Мы слышали от прислуги, что как в доме Елизаветы Алексеевны, так и в доме княгини вся прислуга знала, что Николай Павлович женится тайно и помогала ему не только уйти, но даже заранее устроить квартиру и роскошно убрать всю цветами и деревьями из оранжереи Елизаветы Алексеевны. Садовник ночами перекидывал растения через забор сада Голохвастовых, а некоторые из прислуги их принимали и отвозили на квартиру. Камердинер Николая Павловича подставил ему к окну лестницу и проводил до экипажа.

В продолжение этого года меня переместили из пансиона Данкварт в пансион m-lle Воше. Мы слышали, что она, будучи еще очень молодой, эмигрировала из Франции во время революции 1790 годов вместе с аббатом Мальэрбом и вместе открыли пансион для девиц в Варшаве, в котором воспитывалась будущая супруга великого князя Константина Павловича — княгиня Лович. Потом переехали в Москву; аббат Мальэрб устроился при католической церкви, a m-lle Воше открыла пансион. Когда я поступила в пансион m-lle Воше, там было не больше двадцати пяти девочек, получавших почти домашнее воспитание. Аббат Мальэрб, старый, добродушный, каждый день приходил в пансион к обеду и оставался до позднего вечера. Дети с восторгом встречали его и обнимали. Отличившихся он исключительно ласкал, провинившимся испрашивал прощение и интересовался нашими занятиями. Из учителей у нас был только священник, учитель русского языка Лучков и танцмейстер П. И. Иогель. Остальные предметы наук преподавала сама m-lle Воше, все на французском языке.

После древней истории она начинала нам историю Франции. И в противоположность Бушо, бывало, глубоко растроганным голосом говорила о несчастном короле Людовике XVI и Марии-Антуанетте, об их страданиях и казни и с ужасом о терроре. У аббата Мальэрба я выучилась петь «О Richard! oh mon roi»[60] и песню из «Дезертира» «Peut on affliger ce qu'on aime»[61], которые играл оркестр на знаменитом празднике, данном гвардией в зале Версальского театра, когда вошли в нее король, королева и дофин{29}.

Глава 9. Выход из пансиона1824–1825

И вспомнила.

.

Про бесконечное стремленье

И юной мысли пробужденье{1}.

В мае приехала в Москву сестра моего отца — Прасковья Ивановна, чтобы взять меня из пансиона и отвезти к своей матери в Кашинский уезд, в сельцо Наквасино.

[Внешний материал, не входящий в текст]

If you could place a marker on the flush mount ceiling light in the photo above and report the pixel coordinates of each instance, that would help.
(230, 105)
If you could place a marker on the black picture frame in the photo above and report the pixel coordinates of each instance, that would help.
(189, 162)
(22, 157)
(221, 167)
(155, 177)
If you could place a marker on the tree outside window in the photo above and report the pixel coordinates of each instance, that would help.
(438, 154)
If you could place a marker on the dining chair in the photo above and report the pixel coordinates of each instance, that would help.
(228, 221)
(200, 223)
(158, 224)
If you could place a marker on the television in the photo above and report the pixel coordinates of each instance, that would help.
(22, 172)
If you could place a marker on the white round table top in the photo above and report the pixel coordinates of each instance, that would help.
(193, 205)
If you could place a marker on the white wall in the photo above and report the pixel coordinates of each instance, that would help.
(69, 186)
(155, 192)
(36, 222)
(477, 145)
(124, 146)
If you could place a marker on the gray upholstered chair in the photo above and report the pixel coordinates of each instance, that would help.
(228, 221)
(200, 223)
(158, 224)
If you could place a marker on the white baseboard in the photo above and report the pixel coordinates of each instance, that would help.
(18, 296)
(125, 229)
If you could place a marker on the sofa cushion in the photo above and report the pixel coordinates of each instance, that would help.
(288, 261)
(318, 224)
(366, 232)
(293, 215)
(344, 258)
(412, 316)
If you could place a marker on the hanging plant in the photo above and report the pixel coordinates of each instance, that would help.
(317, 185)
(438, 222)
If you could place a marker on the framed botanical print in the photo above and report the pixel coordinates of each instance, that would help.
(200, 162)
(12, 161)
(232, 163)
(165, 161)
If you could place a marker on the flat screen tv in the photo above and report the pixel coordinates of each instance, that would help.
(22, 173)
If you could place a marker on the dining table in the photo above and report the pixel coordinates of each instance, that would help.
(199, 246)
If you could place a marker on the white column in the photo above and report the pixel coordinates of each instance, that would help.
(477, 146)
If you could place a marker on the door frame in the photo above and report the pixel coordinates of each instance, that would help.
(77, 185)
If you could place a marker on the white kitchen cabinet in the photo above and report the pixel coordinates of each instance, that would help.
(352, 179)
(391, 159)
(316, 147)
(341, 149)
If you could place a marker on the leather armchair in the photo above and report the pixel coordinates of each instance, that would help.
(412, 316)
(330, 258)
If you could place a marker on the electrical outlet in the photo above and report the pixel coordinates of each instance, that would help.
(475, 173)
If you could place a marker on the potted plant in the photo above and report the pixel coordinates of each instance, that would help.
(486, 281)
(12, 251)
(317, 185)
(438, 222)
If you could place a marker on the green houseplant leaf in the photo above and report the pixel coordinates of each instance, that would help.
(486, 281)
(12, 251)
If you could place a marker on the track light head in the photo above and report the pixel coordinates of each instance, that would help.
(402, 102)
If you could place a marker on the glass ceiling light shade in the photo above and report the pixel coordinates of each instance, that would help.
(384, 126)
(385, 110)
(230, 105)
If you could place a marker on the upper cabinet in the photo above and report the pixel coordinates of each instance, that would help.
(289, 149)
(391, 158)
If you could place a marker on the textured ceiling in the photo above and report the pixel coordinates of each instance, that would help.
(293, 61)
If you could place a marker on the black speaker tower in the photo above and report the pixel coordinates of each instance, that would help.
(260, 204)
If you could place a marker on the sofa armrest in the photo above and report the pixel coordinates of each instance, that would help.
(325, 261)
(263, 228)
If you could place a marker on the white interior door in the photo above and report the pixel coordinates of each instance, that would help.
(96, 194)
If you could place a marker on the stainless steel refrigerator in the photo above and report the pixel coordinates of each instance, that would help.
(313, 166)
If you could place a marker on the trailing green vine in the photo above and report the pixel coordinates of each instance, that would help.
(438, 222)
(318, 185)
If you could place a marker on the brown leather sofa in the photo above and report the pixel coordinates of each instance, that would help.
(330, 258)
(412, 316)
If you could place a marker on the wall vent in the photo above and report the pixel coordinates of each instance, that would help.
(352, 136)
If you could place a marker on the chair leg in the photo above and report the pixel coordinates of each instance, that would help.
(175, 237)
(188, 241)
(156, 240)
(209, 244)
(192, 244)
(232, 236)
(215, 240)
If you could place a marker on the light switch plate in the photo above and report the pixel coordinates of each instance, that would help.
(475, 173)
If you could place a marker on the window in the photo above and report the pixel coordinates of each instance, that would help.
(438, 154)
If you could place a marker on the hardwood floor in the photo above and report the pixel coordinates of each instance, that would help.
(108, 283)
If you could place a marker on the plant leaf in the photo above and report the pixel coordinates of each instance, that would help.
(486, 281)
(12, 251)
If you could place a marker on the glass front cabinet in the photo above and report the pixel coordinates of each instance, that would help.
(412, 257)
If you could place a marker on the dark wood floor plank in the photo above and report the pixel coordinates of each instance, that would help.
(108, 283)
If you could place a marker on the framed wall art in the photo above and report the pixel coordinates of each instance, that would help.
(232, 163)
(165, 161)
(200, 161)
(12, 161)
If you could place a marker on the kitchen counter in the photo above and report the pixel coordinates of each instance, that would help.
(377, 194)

Тетушка была девушка пожилая, среднего роста, с добрыми, несколько насмешливыми голубыми глазами и довольно приятным лицом, слегка испещренным мелкими рябинками. По обеим сторонам ее лба сбегали белокурые локоны, поддерживаемые маленькими черепаховыми гребеночками. Одевалась она большей частью в распашные капоты с двумя воротниками, густо обшитыми оборками, что придавало ей какой-то махровый вид.